Still, there's something that lingers about the day, the date, itself. That feels not quite right if we try to imagine it as ordinary.

Because there's something about special days that defies that attempt to be rational. Archaeology reveals and anthropology confirms that in every culture and in every age and in every corner of the globe, we’ve set apart days. We've gathered up specialness as a human family, we’ve wrapped it in garlands and lit it up with lights, we’ve held it together with rituals and traditions – we’ve set apart days. As special. Circled them on the calendar. And filled them with meaning.

We’ve made them holy. Hallowed them with that sense of specialness. And that’s good and it’s right. Even if sometimes it causes sadness.

Because the hard bit is that it DOES do. It does sometimes cause sadness. We’ve gathered together so carefully all that’s best and all that’s most beautiful and most perfect and most hoped for and we’ve laden down THIS DATE on a calendar with a whole human yearning for the uplifting hallowedness of grace –

And then any wrongness hurts more. It’s not rational, it just is. It’s like an unacceptable moral misstep on the part of the universe. Which should be expected to be dependable in this regard, recognizing that it’s Christmas. And everything should be good. 

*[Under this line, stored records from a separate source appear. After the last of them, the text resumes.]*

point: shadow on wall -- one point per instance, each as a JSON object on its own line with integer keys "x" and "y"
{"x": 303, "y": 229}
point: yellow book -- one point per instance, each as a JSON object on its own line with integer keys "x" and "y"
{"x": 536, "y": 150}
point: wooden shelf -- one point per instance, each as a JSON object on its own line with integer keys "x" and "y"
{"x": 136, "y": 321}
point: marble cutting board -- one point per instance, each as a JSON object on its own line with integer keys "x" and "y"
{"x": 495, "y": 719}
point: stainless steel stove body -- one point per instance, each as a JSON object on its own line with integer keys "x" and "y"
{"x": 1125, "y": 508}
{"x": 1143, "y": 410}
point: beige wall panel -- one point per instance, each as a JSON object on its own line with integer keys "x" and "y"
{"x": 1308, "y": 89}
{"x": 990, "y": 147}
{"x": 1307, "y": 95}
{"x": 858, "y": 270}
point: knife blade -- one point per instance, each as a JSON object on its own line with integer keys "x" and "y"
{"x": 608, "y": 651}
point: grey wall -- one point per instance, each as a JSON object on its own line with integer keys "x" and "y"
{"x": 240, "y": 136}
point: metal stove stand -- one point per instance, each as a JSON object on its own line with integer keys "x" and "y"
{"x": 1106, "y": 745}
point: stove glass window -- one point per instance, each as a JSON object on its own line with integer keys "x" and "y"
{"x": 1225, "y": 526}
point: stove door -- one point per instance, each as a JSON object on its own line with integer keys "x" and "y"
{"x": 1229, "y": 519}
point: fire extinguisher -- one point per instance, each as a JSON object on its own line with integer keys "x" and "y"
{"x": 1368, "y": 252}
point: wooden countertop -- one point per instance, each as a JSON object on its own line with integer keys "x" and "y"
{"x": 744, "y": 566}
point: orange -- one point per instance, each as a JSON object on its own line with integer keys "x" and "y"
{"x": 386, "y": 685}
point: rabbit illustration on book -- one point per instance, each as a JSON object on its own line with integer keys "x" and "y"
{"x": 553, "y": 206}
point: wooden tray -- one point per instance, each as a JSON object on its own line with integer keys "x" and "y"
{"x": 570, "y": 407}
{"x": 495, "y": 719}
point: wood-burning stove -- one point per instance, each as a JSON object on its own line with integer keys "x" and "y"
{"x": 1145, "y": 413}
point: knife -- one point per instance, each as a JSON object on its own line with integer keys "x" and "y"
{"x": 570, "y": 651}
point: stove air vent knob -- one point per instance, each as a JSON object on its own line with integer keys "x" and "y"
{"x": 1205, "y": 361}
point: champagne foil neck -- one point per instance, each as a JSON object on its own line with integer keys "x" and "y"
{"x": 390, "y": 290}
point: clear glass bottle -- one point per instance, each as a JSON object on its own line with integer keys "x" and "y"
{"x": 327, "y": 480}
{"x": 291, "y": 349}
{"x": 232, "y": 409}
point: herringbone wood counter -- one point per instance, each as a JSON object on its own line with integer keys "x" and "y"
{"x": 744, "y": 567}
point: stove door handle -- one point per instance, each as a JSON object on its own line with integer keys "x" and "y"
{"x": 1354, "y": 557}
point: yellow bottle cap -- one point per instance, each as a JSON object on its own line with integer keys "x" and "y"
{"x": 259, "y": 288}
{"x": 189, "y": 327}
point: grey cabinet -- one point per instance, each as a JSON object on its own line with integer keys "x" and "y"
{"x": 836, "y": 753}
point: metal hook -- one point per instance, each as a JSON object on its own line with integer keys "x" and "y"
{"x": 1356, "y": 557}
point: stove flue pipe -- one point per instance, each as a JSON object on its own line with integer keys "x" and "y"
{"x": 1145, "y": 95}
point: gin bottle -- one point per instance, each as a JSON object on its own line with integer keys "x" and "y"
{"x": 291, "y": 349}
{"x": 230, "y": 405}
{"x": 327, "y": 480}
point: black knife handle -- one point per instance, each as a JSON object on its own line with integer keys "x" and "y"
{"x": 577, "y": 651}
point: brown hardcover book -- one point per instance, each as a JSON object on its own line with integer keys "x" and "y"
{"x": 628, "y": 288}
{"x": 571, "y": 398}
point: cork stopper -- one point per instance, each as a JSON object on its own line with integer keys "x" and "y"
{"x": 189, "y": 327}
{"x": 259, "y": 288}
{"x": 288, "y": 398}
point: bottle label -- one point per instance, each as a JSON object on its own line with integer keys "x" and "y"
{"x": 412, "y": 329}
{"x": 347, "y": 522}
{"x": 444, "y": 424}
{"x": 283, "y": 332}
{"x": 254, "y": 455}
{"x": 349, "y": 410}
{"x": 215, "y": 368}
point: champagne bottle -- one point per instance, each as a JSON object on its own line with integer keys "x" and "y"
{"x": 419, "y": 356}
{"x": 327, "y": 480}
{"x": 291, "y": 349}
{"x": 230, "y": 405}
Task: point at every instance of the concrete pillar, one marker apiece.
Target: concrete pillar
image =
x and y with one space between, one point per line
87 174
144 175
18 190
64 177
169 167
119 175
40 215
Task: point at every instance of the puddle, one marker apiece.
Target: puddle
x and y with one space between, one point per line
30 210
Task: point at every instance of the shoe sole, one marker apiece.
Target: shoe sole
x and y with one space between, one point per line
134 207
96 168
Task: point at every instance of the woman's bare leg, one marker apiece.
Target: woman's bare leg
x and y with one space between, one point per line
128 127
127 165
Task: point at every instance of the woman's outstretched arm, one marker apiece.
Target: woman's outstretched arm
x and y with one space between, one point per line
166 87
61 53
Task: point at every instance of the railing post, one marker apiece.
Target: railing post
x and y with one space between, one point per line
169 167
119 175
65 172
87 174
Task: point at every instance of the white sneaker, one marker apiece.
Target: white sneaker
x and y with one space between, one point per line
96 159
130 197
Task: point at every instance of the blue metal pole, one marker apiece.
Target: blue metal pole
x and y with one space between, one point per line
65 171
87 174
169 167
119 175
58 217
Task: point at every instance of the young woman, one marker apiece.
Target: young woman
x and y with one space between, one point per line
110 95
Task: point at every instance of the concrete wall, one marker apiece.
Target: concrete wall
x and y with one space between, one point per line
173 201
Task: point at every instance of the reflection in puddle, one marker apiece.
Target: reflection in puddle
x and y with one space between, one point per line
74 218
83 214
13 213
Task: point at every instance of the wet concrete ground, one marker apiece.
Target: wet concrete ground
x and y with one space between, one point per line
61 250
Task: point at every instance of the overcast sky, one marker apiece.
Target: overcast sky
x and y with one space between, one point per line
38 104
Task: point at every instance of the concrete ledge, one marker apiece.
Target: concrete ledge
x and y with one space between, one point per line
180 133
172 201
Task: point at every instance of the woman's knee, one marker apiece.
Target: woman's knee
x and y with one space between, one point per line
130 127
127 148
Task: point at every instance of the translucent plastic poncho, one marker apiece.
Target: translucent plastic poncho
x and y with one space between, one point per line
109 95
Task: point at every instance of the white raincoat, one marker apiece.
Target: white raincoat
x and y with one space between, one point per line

There’s an irksomeness about it, about any wrongness busting into it. Which is at once ridiculous – it's just a date on a calendar – but the same time actually makes total sense. 

Because in fact we get to think there are special days that we can depend on for specialness. Yes, it’s risky. Yes, they can hurt and they can hurt more, and we can find ourselves feeling betrayed by a wrongness at a special time of year that just seems beyond emotionally acceptable, but we get to have days we hallow with an expectation of specialness. It IS good and right.

Because it reminds us to pause the ordinary. Even just briefly. Even if we've declared the vast majority of the specialness of the season to be a moveable feast – Christmas in January, Christmas whenever –

Still, the calendar beckons us, however briefly, to pause the ordinary. To hear again a story that in its very unfolding wraps us -- again -- in what's essential, in what's at the heart of our humanness and our faithfulness. To hear again a story that in its very unfolding wraps us -- again -- in all the first principles that we know are what grounds us. What we’re meant to be about, in this one wild and precious life we’re granted.

To be reminded there’s no Christmas without a young woman's passionate willingness to sacrifice her own comfort and security for the greater good. There’s no Christmas if the man to whom she’s betrothed isn’t able to understand and accept that embracing humility isn’t about humiliation, but it about love.

There’s no Christmas if the family who are told they don’t count unless they go back where they came from, are made space for. And then there’s no room in the inn, but they’re made space for. Where they can rest.

There’s no Christmas if the grace doesn’t stretch to embrace the poorest, the shepherds. If the light doesn’t reach beyond borders to wise men in faraway lands. There’s no Christmas if there’s no safe haven when violence is threatened. If escape hits a wall and there’s no refuge across the border.

This Christmas story itself as it unfolds every Christmas Eve, it draws us back and it attaches us fast to what we know is the best of who we are as a human family and what we’re meant to be about. The once-for-all-time of Godness incarnate, born into the world in the infant Jesus, is itself a story of goodness becoming incarnate, embodied, real, in our own lives.

So Christmas Eve is special and holy and hallowed. It’s a night to pause the ordinary, however briefly, to feel the closeness of the veil lifted, and the Love within, and all the strength of the hope for a fractured world –

But it’s also just simpler than that. It’s a night for deep breaths of a familiar story that every year reminds us afresh of the goodness we know is in us. The best of who we are. The first principles we know we’re made for, in the one wild and precious life we’re granted. The listening, the care, the welcome, the grace, the courage and the kindness and the love.

Mary, the story tells us, as all of it unfolded around her, she pondered all these things in her heart. On this date? It doesn't matter. And yet, yes. On Christmas Eve. On this holy night. Amen.